Size of the congregation can’t always be a proper indicator of good church choice. A truly growing church has people leaving and coming all the time. Members leave to plant more congregations, and come because of hearing and being fed by the Word that both heals and pricks our hearts. It is much easier to develop accountability partners, true brothers and sisters with small groups than hiding in the mass of people you see now and then. Who will know if we are out sick? Will we notice if someone is absent? Being involved in each others lives helps us to know how to pray for each other and develop relationships of trust and accountability. By no means is it impossible to have a good experience in a mega church, but it is less common. Large or small, we would be wise to put up spiritual radar before committing to a congregation based on its size.
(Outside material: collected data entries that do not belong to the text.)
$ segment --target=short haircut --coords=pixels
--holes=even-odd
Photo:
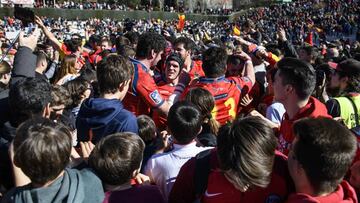
[[[170,108],[167,122],[177,143],[189,144],[199,134],[203,119],[194,104],[180,101]]]
[[[72,103],[69,91],[60,85],[51,86],[51,102],[50,106],[65,105],[68,106]]]
[[[145,143],[151,143],[156,138],[155,122],[147,115],[140,115],[137,117],[137,124],[139,126],[139,136]]]
[[[193,51],[195,49],[195,42],[187,37],[176,38],[173,44],[174,46],[183,44],[186,51]]]
[[[96,75],[100,93],[115,93],[119,85],[131,79],[134,68],[129,59],[109,55],[97,64]]]
[[[128,182],[140,168],[145,144],[130,132],[116,133],[102,138],[89,157],[89,165],[100,179],[110,185]]]
[[[137,32],[127,32],[124,34],[124,37],[128,38],[131,44],[137,44],[139,41],[139,34]]]
[[[294,87],[297,96],[307,99],[315,89],[316,73],[311,64],[296,59],[283,58],[277,63],[283,85]]]
[[[69,106],[74,108],[80,105],[83,99],[84,93],[89,89],[90,83],[83,78],[76,78],[64,84],[64,87],[68,90],[72,103]]]
[[[8,74],[11,72],[11,66],[8,62],[2,61],[0,63],[0,77],[2,77],[4,74]]]
[[[151,55],[151,50],[160,53],[166,47],[165,38],[155,32],[146,32],[140,35],[136,47],[136,57],[146,58]]]
[[[47,56],[43,51],[36,53],[36,66],[39,66],[43,61],[47,62]]]
[[[49,119],[24,122],[14,138],[14,164],[33,183],[54,180],[69,163],[72,148],[70,131]]]
[[[306,118],[294,124],[294,159],[301,164],[315,193],[333,192],[354,158],[355,136],[329,118]]]
[[[301,50],[304,50],[305,53],[306,53],[308,56],[311,56],[312,59],[317,58],[317,56],[319,55],[319,52],[318,52],[317,48],[312,47],[312,46],[303,46],[303,47],[301,47],[300,49],[301,49]]]
[[[51,101],[51,85],[40,78],[26,78],[10,87],[9,105],[13,125],[18,126],[25,120],[42,115]]]
[[[265,188],[277,146],[273,130],[259,117],[237,118],[217,136],[220,169],[240,187]]]
[[[217,78],[225,75],[226,62],[227,62],[226,50],[219,47],[211,47],[203,53],[203,70],[206,77]]]

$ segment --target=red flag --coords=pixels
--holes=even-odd
[[[184,14],[179,14],[179,22],[178,22],[178,25],[177,25],[177,29],[179,32],[181,32],[184,27],[185,27],[185,15]]]

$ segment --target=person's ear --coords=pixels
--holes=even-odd
[[[50,110],[50,103],[48,103],[45,108],[44,108],[44,111],[43,111],[43,117],[44,118],[50,118],[50,113],[51,113],[51,110]]]
[[[140,169],[136,169],[132,172],[132,178],[135,178],[140,173]]]
[[[119,84],[119,91],[122,92],[125,90],[125,88],[129,85],[130,80],[126,80]]]
[[[199,132],[197,133],[198,135],[201,133],[202,129],[203,129],[203,127],[200,126],[200,130],[199,130]]]

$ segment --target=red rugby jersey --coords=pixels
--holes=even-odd
[[[186,95],[190,88],[194,87],[204,88],[213,95],[215,107],[212,116],[220,125],[224,125],[236,117],[241,97],[251,90],[252,83],[248,77],[201,77],[197,82],[186,88],[183,96]]]
[[[130,60],[134,65],[134,76],[123,104],[128,111],[133,112],[136,116],[149,115],[151,108],[161,106],[165,100],[160,95],[158,86],[145,65],[135,59]]]

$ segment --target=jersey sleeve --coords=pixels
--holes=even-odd
[[[235,81],[236,85],[240,86],[241,94],[247,94],[250,92],[251,88],[254,84],[252,84],[250,78],[248,77],[231,77],[233,81]]]
[[[149,106],[157,108],[165,99],[161,96],[154,79],[146,72],[139,72],[139,79],[136,84],[136,92]]]

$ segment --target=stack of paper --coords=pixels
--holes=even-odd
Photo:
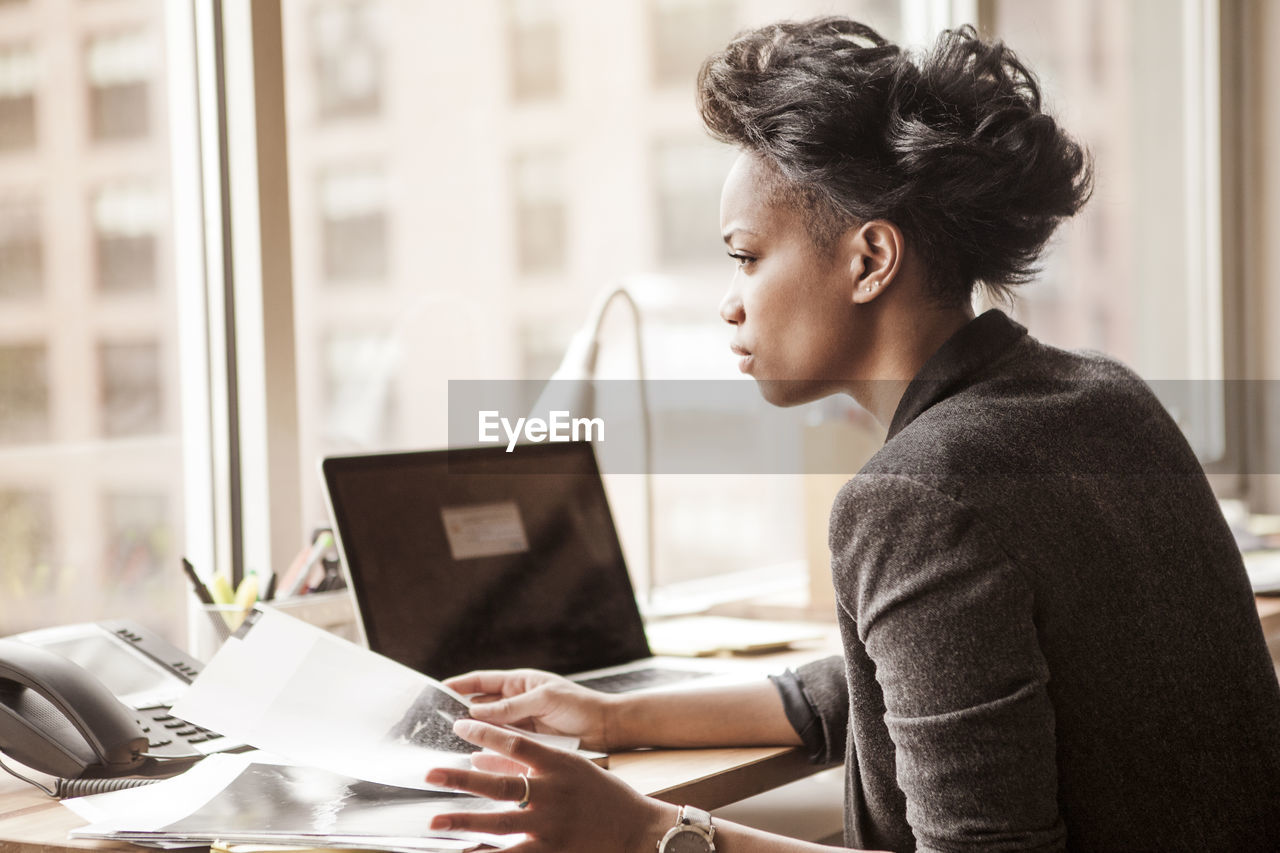
[[[434,833],[445,811],[509,804],[380,785],[259,753],[210,756],[181,776],[144,788],[64,800],[91,823],[75,838],[135,844],[279,844],[434,853],[507,847],[507,836]]]
[[[432,788],[469,767],[453,733],[470,702],[421,673],[274,610],[256,610],[173,713],[263,752],[215,755],[145,788],[65,801],[81,838],[404,850],[510,846],[520,837],[434,833],[445,811],[510,809]],[[530,735],[574,749],[572,738]]]

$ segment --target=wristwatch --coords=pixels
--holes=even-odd
[[[716,853],[715,837],[709,812],[681,806],[676,825],[658,842],[658,853]]]

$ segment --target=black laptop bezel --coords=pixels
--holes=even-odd
[[[582,475],[594,478],[594,488],[598,490],[598,498],[602,502],[604,513],[608,518],[609,523],[605,525],[608,530],[601,531],[601,534],[607,534],[607,542],[605,544],[611,551],[612,556],[610,560],[610,565],[613,567],[612,571],[614,572],[612,580],[619,584],[620,593],[625,589],[627,593],[626,601],[630,603],[630,606],[626,607],[621,598],[619,599],[619,603],[624,606],[626,617],[633,622],[630,630],[633,632],[633,651],[636,654],[627,654],[615,660],[591,661],[572,671],[605,669],[651,657],[652,650],[649,647],[647,638],[645,638],[644,622],[640,615],[639,606],[636,603],[635,589],[631,582],[630,573],[627,570],[626,558],[622,552],[622,543],[618,539],[617,527],[614,523],[613,510],[609,504],[608,493],[604,489],[604,481],[600,476],[595,449],[589,442],[582,441],[520,444],[510,454],[507,454],[505,446],[492,446],[335,454],[322,458],[318,467],[324,487],[325,502],[328,507],[330,521],[333,524],[334,541],[342,559],[342,571],[354,598],[356,617],[365,645],[380,654],[383,649],[387,648],[385,637],[379,634],[380,629],[376,624],[376,617],[370,618],[375,602],[368,588],[362,582],[363,579],[359,568],[360,549],[362,546],[352,542],[351,537],[347,535],[350,532],[350,527],[347,523],[347,507],[342,503],[342,490],[334,488],[335,478],[340,478],[352,471],[368,472],[370,469],[404,466],[406,464],[421,465],[425,463],[435,468],[438,468],[441,464],[445,467],[458,465],[466,469],[468,463],[472,460],[478,458],[492,459],[494,457],[513,466],[518,466],[519,474],[522,476],[563,474],[566,472],[566,460],[574,456],[581,457],[574,460],[575,463],[586,463],[587,470],[582,471]],[[576,467],[572,470],[575,473],[578,471]],[[562,672],[561,674],[568,675],[571,673]]]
We all know that chlorine kills germs, so we allow a bit of it in our water-even though it is a poison. How much is enough/ and how much is too much, that depends on your point of view. These frogs definitely had too much, and it affected their ability to do what frogs are supposed to do, swim. Thus, they died. How much worse is it when some churches clean and sanitize to the point they have excluded the dirty sin, the blood, the wrath of God…and preach only part of God’s Word-the parts we all like that are full of love, forgiveness, prosperity, and health, never stepping on toes, never piercing our hearts, and always mindful of politically correctness. The whole counsel of God includes both the love and grace along with the sin and wrath. How can we truly be fed if we only hear part? It’s like having only candy instead of a healthy diet, and we lose our ability to have a true fellowship with God. If we have sermons that tickle our ears with chlorinated stories of the love of God, – we might have beautiful sanctuaries full of happy attendees, but the flock will drown in their sin, thinking they have found a paradise.
Father, I thank You for giving Your whole counsel, full of wisdom and truth. I pray today that we, Your church, use it wisely, and share it in its entirety.